Father’s Day: Take the Time

Often, I hear folks dreading their children heading into the teenage years. They are so anxious and scared; they’ll tell me how they just know their teen is going to hate them and never listen to anything they are told. The coming years look like a dark cloud that doesn’t seem to have an end. 

Having worked in student ministry for 20+ years before becoming the campus pastor at Seacoast’s Asheville Campus, I know how many parents feel. But, as my own three children headed into those teenage years, I was incredibly excited. You see, these are some of the best years you will ever have as a parent. And how you view them can make all the difference. Here are a few things that have helped me raise incredible teens who love their parents and the Lord.

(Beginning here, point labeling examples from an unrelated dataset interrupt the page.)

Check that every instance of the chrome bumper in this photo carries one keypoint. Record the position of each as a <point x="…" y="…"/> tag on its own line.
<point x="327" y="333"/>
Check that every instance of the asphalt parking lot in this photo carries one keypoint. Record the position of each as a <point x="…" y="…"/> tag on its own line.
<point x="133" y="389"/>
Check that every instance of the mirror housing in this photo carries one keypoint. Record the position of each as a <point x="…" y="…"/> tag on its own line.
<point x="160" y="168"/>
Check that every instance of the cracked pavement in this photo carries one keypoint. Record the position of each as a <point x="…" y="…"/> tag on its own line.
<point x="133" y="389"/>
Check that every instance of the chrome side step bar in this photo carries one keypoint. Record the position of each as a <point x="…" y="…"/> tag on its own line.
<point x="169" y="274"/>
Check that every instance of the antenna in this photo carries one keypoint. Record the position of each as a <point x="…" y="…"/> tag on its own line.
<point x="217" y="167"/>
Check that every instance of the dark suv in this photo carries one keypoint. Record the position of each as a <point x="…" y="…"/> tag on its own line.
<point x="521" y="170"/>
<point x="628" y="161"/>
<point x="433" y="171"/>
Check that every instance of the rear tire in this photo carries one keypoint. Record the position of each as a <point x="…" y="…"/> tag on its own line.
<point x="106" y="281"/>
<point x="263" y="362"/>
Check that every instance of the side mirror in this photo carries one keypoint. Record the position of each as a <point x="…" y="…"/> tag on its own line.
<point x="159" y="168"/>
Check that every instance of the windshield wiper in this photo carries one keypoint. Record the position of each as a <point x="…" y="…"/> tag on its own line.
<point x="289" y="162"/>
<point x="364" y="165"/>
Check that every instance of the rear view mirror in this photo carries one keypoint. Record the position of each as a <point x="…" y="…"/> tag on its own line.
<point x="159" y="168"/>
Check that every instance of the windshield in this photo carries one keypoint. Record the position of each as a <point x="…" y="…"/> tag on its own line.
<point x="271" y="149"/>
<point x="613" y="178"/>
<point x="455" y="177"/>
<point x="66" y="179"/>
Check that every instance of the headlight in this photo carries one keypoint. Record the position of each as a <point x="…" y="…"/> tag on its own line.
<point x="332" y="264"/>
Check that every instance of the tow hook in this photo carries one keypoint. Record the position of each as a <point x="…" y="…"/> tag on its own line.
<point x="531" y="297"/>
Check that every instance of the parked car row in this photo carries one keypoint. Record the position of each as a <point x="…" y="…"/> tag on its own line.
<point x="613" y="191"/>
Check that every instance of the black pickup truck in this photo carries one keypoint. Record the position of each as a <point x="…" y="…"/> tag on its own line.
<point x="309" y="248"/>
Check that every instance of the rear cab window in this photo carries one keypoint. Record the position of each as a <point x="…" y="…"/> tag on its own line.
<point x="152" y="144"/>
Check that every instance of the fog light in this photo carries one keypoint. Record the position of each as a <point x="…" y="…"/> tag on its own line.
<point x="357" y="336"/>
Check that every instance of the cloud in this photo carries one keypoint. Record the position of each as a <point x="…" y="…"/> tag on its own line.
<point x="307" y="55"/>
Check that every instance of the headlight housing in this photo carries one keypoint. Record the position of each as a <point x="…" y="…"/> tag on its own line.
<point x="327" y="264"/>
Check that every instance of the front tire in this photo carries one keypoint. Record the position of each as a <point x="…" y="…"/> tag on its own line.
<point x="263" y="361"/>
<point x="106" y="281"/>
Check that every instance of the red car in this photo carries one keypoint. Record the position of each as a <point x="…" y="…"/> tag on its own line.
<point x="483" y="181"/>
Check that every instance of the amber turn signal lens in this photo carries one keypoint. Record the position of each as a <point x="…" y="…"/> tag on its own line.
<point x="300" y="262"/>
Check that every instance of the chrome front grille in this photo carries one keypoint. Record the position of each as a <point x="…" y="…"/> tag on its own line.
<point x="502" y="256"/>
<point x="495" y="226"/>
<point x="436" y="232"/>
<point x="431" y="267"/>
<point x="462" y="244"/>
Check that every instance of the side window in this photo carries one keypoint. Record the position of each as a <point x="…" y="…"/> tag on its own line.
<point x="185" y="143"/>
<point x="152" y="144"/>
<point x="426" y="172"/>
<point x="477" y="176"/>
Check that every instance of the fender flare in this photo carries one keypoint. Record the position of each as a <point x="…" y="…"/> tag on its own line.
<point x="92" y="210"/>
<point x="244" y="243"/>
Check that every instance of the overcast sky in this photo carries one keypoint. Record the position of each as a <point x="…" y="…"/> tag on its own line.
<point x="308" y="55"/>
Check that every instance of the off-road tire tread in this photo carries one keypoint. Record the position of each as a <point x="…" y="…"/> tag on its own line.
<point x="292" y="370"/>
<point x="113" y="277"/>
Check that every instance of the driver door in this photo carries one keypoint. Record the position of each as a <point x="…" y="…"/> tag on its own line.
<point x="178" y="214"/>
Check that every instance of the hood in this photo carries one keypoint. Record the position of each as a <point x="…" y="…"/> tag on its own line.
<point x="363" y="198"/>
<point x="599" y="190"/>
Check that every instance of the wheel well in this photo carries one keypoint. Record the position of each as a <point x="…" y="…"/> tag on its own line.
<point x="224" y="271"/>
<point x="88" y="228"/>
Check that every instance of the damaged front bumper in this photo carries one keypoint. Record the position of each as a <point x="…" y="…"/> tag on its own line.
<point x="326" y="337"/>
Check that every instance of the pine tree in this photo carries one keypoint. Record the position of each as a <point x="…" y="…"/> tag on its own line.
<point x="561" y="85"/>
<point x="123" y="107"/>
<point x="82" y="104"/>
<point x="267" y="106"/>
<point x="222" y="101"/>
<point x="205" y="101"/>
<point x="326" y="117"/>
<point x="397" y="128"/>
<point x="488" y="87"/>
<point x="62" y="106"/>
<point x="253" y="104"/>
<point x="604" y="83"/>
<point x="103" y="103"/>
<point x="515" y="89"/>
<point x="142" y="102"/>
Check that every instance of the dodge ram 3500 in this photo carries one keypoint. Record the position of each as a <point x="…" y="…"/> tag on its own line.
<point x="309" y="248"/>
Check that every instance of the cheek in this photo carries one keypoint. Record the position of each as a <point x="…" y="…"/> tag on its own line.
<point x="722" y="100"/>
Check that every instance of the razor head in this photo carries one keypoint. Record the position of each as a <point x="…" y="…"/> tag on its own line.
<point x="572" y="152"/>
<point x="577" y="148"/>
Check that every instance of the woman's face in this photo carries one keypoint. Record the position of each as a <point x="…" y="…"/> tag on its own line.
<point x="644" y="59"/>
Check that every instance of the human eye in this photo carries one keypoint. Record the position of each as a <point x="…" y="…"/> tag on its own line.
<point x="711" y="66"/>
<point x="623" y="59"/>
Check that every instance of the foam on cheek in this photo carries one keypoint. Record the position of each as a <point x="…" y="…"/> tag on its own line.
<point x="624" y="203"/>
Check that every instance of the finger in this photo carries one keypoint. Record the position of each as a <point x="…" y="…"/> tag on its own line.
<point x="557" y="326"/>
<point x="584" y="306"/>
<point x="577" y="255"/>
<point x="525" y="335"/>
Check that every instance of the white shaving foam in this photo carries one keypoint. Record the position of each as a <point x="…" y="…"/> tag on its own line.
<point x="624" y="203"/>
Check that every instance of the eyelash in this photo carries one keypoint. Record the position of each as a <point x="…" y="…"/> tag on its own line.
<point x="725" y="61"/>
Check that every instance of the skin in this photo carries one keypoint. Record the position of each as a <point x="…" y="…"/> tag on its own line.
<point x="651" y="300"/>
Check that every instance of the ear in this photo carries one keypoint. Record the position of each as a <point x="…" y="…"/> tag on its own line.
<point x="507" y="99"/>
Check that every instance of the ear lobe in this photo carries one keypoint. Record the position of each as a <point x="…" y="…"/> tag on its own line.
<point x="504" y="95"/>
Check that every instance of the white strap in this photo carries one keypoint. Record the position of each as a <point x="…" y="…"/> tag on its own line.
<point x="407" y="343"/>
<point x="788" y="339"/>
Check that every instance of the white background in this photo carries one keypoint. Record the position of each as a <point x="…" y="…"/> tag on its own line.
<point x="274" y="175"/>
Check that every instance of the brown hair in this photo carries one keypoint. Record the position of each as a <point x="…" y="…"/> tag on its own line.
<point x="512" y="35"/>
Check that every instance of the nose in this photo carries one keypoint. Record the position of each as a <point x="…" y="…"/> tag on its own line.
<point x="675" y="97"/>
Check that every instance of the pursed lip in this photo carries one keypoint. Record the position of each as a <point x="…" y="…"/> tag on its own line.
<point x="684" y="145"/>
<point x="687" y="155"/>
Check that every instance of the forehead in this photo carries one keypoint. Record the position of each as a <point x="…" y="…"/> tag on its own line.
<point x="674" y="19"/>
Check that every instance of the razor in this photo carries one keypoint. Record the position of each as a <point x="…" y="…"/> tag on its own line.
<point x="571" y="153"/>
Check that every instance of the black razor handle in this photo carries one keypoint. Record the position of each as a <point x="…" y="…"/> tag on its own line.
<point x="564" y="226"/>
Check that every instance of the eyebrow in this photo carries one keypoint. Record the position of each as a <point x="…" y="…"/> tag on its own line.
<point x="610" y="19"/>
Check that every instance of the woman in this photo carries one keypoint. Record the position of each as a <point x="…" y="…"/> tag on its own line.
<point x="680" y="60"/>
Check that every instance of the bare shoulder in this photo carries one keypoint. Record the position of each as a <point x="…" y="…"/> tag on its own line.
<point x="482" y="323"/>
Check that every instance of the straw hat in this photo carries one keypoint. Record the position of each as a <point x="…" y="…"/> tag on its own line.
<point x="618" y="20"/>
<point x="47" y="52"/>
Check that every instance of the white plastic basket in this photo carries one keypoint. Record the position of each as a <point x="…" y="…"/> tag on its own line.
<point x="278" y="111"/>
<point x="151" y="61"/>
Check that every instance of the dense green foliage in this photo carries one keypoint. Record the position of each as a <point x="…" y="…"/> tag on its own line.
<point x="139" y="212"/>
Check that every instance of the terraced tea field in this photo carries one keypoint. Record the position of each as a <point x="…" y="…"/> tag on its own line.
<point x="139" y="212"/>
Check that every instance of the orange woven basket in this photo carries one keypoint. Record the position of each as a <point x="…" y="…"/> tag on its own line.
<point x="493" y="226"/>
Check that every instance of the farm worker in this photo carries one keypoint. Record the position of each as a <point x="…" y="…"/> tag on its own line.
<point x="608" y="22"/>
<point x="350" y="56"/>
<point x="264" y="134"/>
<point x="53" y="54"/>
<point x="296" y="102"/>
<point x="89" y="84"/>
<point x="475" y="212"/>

Assume the Best and Refuse the Traditional Narrative

You are the parent. You get to set the tone in your house. If you’re assuming the worst in every situation, you’re setting an expectation of how everyone should act. Parenting is a 24/7 job. There are no days off. Seeing your teen in a positive light and believing the best about them will set an atmosphere in your home that they will notice. It can help create teens who love to be home and with their parents. I’m an optimist by nature, so this comes pretty easy to me, but it can be done by anyone.

Invest the Time

I read a stat recently that said 95% of the time you will have with your children during your lifetime occurs between the ages of 0 – 18. That means once they become an adult, you will only have 5% left. So, this time with our teens in our homes is critical in preparing them for their next step in life. 

I know we often want to build our careers and move up some sort of ladder, but I don’t think it can come at the detriment of time with your teen. Do whatever it takes to make it to the games and to the fine arts performances. Be there for their first date and the second date and stay up till they get home. Be available to talk about all the things with them, all the time. You can catch up on sleep later. 

Seeing your teen in a positive light and believing the best about them will set an atmosphere in your home that they will notice.

When my oldest son was seven, I came up with the plan to take each of my three kids on an individual trip before their senior year. Each would get to pick where (within financial reason). For 10 years, my oldest son and I talked, dreamed, and prepared. Two years ago, we took a 7,000-mile road trip out West, camping and hiking the Narrows in Zion National Park, seeing Half Dome in Yosemite, and going all the way to California to put our feet in the Pacific Ocean. We had some great conversations and made memories we will never forget. 

And just last week, my daughter and I returned from her trip. She wanted to go to Walt Disney World to ride all the incredible rides and eat the amazing food. Now, I’ve got about four more years before my youngest son and I take his trip, but we are already planning! Quality time is so important. If you can, plan something for you both to look forward to. Enjoy tightening those relationships with your teen. 

It hasn’t been easy or always rosy, but I can say with confidence, it really can be wonderful. Raising teens has been my favorite part of parenting so far.